Data Badan Pengawasan Obat dan Makanan
(BPOM) Indonesia pada
tahun 2005 menunjukkan bahwa tidak
lebih dari 2.000
produk yang telah
meminta pencantuman tanda halal. Data dari Majelis Ulama Indonesia (MUI) menunjukkan bahwa
permohonan sertifikasi halal
selama 11 tahun terakhir tidak lebih 8.000 produk dari
870 produsen di Indonesia (Kemenkumham, 2011).
Sedikitnya pelabelan tersebut dikarenakan
selama ini pelaku usaha terutama yang tergolong usaha
mikro dan kecil (UMK) enggan mendaftarkan produknya untuk mendapatkan label
halal karena menemui kendala dengan harus menempuh birokrasi cukup panjang
serta mengeluarkan biaya cukup tinggi. Karenanya, muncul kemungkinan beredarnya
produk berlabel halal palsu yakni label kehalalan yang dipasang tanpa proses
sertifikasi.
Dengan terbitnya UU JPH, permohonan
sertifikat itu dinyatakan bebas biaya bagi para pelaku usaha yang termasuk ke
dalam sektor mikro kecil. Semua pelaku usaha diharuskan mengajukan sertifikasi
produknya tanpa dibebani biaya apapun. Lembaga penjamin kehalalan tidak boleh
memungut biaya pelabelan halal. Semua pembiayaan didukung APBN, APBD, dan
tanggung jawab sosial perusahaan (CSR). Hal itu
ditetapkan secara regulasi untuk mendorong pengusaha memeriksakan produknya ke
BPJPH.
3.3.
Pemetaan dan Strategi Meraih Pasar Produk Halal
Hal yang
sangat penting dalam rangka mengembangkan pasar produk halal adalah memetakan
potensi dan menentukan strategi yang tepat untuk meraih pasar produk halal.

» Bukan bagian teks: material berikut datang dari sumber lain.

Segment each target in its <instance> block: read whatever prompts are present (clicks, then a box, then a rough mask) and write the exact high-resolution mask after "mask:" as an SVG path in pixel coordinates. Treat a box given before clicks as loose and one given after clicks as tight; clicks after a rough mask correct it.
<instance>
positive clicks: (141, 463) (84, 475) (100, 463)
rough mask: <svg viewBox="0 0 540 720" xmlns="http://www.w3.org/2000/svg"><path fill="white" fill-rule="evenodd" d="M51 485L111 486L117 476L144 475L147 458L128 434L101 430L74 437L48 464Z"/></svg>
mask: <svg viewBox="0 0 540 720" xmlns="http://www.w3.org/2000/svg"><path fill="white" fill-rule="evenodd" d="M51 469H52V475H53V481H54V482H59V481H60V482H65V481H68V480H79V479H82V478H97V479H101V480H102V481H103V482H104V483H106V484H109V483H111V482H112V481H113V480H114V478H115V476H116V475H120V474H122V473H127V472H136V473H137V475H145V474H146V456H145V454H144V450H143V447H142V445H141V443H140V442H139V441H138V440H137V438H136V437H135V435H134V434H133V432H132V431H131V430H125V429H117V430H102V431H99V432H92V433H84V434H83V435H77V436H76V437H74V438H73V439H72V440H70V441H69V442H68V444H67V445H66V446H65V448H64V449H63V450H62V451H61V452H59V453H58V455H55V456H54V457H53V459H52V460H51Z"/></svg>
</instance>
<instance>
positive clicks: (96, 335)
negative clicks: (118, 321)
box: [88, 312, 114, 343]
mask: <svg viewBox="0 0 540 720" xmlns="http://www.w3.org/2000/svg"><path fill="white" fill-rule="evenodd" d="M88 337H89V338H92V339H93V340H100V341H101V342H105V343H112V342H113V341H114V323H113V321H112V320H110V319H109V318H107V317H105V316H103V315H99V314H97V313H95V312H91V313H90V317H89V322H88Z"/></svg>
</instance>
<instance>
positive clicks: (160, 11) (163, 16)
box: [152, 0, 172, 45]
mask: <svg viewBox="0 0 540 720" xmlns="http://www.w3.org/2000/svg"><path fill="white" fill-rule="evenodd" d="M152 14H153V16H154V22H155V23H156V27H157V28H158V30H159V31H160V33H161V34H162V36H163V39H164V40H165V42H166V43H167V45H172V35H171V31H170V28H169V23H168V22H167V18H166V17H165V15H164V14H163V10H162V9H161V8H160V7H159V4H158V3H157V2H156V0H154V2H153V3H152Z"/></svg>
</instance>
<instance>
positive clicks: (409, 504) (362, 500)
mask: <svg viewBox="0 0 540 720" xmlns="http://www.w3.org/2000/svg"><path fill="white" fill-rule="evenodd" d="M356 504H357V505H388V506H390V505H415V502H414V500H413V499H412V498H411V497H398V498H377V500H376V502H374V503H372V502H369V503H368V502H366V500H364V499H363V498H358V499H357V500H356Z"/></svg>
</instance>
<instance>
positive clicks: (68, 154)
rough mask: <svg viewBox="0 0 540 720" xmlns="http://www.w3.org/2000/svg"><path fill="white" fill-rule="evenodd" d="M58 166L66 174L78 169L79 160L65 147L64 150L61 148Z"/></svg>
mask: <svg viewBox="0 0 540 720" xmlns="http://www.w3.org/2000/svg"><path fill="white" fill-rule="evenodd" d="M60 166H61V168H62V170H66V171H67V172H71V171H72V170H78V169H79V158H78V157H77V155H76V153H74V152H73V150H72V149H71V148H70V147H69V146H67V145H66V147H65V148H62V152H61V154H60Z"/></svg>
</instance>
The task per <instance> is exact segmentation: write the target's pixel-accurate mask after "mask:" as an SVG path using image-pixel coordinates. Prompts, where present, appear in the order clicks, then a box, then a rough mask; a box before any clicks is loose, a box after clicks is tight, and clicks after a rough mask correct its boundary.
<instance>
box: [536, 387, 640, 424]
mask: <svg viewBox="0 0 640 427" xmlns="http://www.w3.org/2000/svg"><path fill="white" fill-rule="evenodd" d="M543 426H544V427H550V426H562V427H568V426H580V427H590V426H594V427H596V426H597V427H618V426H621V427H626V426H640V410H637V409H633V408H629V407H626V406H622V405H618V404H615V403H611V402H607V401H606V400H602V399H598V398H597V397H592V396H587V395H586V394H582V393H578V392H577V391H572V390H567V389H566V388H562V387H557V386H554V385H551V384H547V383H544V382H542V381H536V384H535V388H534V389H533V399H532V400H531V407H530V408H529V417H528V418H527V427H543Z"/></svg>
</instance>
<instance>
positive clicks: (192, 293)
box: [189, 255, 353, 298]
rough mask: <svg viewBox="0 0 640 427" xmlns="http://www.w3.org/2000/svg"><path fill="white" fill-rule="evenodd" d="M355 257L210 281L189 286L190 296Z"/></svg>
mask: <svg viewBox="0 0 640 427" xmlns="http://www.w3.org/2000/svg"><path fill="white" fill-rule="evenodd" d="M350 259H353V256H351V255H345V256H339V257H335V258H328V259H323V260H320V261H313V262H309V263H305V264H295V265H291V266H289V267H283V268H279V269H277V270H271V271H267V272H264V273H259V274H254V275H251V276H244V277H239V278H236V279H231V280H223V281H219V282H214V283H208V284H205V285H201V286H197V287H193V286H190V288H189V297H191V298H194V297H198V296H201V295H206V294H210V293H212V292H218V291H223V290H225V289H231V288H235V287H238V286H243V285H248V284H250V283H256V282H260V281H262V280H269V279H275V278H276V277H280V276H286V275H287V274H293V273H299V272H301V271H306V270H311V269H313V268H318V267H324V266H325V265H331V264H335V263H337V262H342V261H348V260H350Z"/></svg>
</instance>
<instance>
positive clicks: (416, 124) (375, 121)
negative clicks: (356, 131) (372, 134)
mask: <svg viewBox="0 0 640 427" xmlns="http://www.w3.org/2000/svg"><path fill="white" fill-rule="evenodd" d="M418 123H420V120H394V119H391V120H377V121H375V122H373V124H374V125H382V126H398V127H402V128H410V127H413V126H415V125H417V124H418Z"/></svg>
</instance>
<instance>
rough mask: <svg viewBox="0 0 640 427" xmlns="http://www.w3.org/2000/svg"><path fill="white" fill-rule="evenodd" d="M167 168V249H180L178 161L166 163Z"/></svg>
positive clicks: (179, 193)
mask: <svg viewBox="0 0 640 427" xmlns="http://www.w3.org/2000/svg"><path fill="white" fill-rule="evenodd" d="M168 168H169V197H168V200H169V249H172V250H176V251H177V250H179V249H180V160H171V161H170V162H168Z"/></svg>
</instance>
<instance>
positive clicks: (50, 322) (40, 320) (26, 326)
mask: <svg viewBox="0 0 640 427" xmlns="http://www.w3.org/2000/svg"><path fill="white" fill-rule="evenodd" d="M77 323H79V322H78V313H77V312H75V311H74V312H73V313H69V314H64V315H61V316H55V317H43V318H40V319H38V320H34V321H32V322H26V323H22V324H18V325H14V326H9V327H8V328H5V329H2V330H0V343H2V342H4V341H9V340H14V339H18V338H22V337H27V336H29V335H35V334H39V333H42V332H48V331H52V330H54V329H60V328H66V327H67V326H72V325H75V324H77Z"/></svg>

Pemetaan potensi pasar produk halal dapat dilakukan dengan melakukan analisis
SWOT yaitu menentukan aspek Strenght, Weekness, Opportunity dan Treat
atau aspek kekuatan (potensi), kelemahan, kesempatan (peluang) dan ancaman
(saingan).
Kekuatan
yang dimiliki oleh pasar Indonesia adalah dari sisi permintaan sebagai berkah
dari jumlah populasi muslim yang sangat besar. menurut penelitian Islamic Finance angka
transaksi produk halal dalam taraf global mengalami
peningkatan hingga 623 miliar
dolar AS. Jika
penduduk muslim di dunia
berjumlah sekitar 1,6
miliar; maka potensi
transaksi produk halal di
Indonesia dengan jumlah penduduk muslim berkisar 202 juta jiwa, tidak kurang
dari 12,5 persen.
Selain itu,
kekuatan lain yang dimiliki oleh Indonesia adalah preferensi masyarakatnya
untuk mengonsumsi produk halal sangat tinggi. Dalam suatu
hasil survei, yang
dilakukan oleh Yayasan Halalan Thayyiban dan LPOM MUI (2000)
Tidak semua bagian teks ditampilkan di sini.